Monday, January 10, 2011

New Soaps

I made about 50 lbs. of soap in the past few days, starting to build up inventory as I complete my transition into making my own soaps instead of hiring someone to do it for me.

I made 25 lbs. of my regular Amber-scented sheep's milk soap.  Then for a little variety, I made some unscented sheep's milk soap, and some pure castille soap.  All of my soaps are technically castille soap, since they are made with 100% olive oil, with sheep's milk and essential oils added.  But pure castille soap has only 3 ingredients:  olive oil, water, and lye.  All olive-oil based soaps are known to be exceptionally mild and gentle to the skin, although they don't make lots of lather.  Personally, I love how much softer and smoother my skin feels after using my sheep's milk soap.

Anyway, I was interested to see how the new varieties turned out.  I had suspected---but didn't know for sure---that without the dark-colored essential oils added, my sheep's milk soap would be an entirely different color.  And I was right.  The scented sheep's milk soap is a rich brown color, while the unscented version is a beautiful pale cream that is barely distinguishable from the one-shade-lighter pure castille.

Here's what they look like.  On the left is the amber-scented sheep's milk soap.  In the center is the unscented sheep's milk soap.  And on the right is the pure, unscented castille soap.


All these new soaps need at least a couple of weeks to cure, then they will be available for sale on my website and Etsy.

6 comments:

Heidi H said...

Very nice soaps, I think I would like to compare them to goatsmilk soap. I will keep an eye on etsy.

odiie said...

I love castille soap, too. I make it and use it for a shampoo bar. It doesn't dry my hair out. Goat's milk soap is probably a lot like sheep's milk? People tell me that they love the goat's milk soap that I make. How are you going to package them?

Nancy Chase said...

Thanks Heidi. If you want to try some of the amber scented sheeps milk soap, you can just email me (nchase@aol.com) and let me know how many you want. I have a few of those that are cured and ready. The others will take a few weeks to cure.

Nancy Chase said...

Odiie: Do you do anything different to the soap to make it a shampoo bar, or just use a regular bar of castille? I'm interested in trying that.
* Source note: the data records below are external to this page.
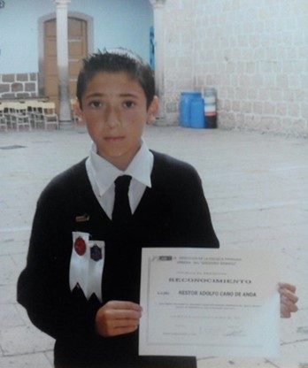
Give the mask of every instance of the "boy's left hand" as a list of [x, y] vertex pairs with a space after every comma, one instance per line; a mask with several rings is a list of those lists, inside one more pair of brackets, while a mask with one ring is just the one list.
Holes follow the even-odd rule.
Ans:
[[281, 317], [289, 318], [291, 312], [298, 310], [296, 306], [298, 297], [295, 294], [296, 288], [294, 285], [280, 282], [278, 291], [281, 295]]

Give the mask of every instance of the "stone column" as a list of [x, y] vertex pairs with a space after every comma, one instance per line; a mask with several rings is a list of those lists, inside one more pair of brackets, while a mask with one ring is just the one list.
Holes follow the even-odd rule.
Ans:
[[67, 6], [71, 0], [55, 0], [57, 6], [57, 64], [60, 127], [72, 125], [68, 93], [68, 21]]
[[165, 4], [166, 0], [149, 0], [153, 6], [154, 47], [155, 47], [155, 84], [156, 94], [159, 98], [159, 111], [156, 125], [166, 125], [165, 79], [164, 79], [164, 28]]

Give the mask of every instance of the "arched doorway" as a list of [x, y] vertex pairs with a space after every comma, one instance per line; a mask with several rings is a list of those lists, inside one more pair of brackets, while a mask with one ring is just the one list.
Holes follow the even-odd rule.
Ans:
[[[56, 14], [40, 19], [40, 95], [48, 96], [58, 107]], [[69, 94], [75, 96], [82, 58], [93, 51], [93, 21], [81, 13], [68, 14]]]

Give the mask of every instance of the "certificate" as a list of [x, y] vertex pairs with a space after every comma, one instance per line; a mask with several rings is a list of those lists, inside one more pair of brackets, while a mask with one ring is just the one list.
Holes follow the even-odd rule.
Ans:
[[276, 356], [274, 254], [142, 249], [139, 355]]

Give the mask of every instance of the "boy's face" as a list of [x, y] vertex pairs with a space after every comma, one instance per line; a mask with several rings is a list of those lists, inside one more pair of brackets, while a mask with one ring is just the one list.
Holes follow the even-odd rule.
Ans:
[[147, 108], [140, 84], [125, 72], [100, 72], [88, 82], [79, 114], [98, 154], [125, 170], [141, 146], [147, 121], [154, 118], [157, 98]]

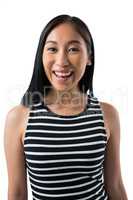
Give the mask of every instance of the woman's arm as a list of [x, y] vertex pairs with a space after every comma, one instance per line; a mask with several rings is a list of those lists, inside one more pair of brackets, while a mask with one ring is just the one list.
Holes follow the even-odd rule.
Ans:
[[102, 108], [110, 131], [104, 162], [105, 189], [109, 195], [109, 200], [127, 200], [120, 167], [119, 114], [110, 104], [102, 103]]
[[19, 105], [8, 112], [4, 148], [8, 170], [8, 200], [27, 200], [27, 173], [22, 145], [26, 109]]

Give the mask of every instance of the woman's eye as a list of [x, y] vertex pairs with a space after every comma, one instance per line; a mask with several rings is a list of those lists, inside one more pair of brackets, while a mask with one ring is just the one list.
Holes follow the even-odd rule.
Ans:
[[68, 51], [69, 51], [69, 52], [78, 52], [79, 49], [76, 48], [76, 47], [72, 47], [72, 48], [70, 48]]
[[47, 48], [47, 51], [49, 51], [51, 53], [55, 53], [57, 51], [57, 49], [54, 47], [49, 47], [49, 48]]

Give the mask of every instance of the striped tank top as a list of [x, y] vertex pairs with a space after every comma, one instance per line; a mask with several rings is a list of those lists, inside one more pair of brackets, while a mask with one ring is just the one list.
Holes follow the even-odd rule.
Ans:
[[24, 153], [33, 200], [107, 200], [103, 162], [107, 144], [98, 98], [84, 111], [59, 115], [43, 102], [30, 108]]

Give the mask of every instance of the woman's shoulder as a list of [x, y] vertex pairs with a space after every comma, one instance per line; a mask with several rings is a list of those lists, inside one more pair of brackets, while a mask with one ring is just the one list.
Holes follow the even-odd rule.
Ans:
[[5, 120], [5, 136], [8, 138], [20, 136], [25, 130], [30, 108], [22, 104], [16, 105], [11, 108], [6, 115]]
[[7, 119], [12, 122], [19, 122], [29, 113], [29, 111], [29, 107], [25, 107], [22, 104], [16, 105], [8, 111]]
[[100, 101], [100, 104], [101, 104], [101, 107], [102, 107], [104, 113], [108, 117], [114, 118], [115, 116], [118, 115], [118, 110], [117, 110], [116, 106], [114, 106], [113, 104], [108, 103], [108, 102], [101, 102], [101, 101]]

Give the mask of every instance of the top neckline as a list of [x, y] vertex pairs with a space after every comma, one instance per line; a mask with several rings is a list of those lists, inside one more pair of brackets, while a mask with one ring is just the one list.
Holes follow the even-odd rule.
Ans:
[[89, 94], [87, 94], [87, 104], [85, 105], [84, 107], [84, 110], [81, 111], [80, 113], [77, 113], [77, 114], [74, 114], [74, 115], [61, 115], [61, 114], [58, 114], [54, 111], [52, 111], [46, 104], [44, 101], [42, 101], [42, 105], [43, 107], [47, 110], [47, 112], [49, 112], [52, 116], [56, 116], [56, 117], [60, 117], [60, 118], [73, 118], [73, 117], [78, 117], [78, 116], [81, 116], [83, 114], [85, 114], [89, 108], [91, 104], [91, 96]]

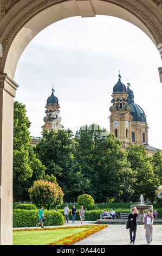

I think sheep's milk soap is probably quite similar to goat's milk soap, although from what I've read it is supposedly even milder and healthier, because sheep's milk is higher in milk solids, butterfat, vitamins and minerals than goat's milk.

Sheep don't give nearly as much milk as good dairy goats do though, so it's a bit more time consuming to collect the same amount!

Nancy Chase said...

Oops, I forgot to answer your other question, Odiie. For packaging, the soaps will have labels similar to these: http://2.bp.blogspot.com/_umzkIn5DCek/TAqqD6Q6njI/AAAAAAAACwI/5cUzAbB2SDU/s1600/Soap+with+labels.JPG

odiie said...

I like your packaging.
My castille is just 100% olive oil. Sometimes I grate it up and add a nettle, rosemary and sage tea, dissolve the soap and use it like regular shampoo.
Sheep's milk soap sounds richer and more nourishing than the goat's milk soaps. I never milked my Icelandics, though I knew you could. I've sold off my flock and just have Angora goats now.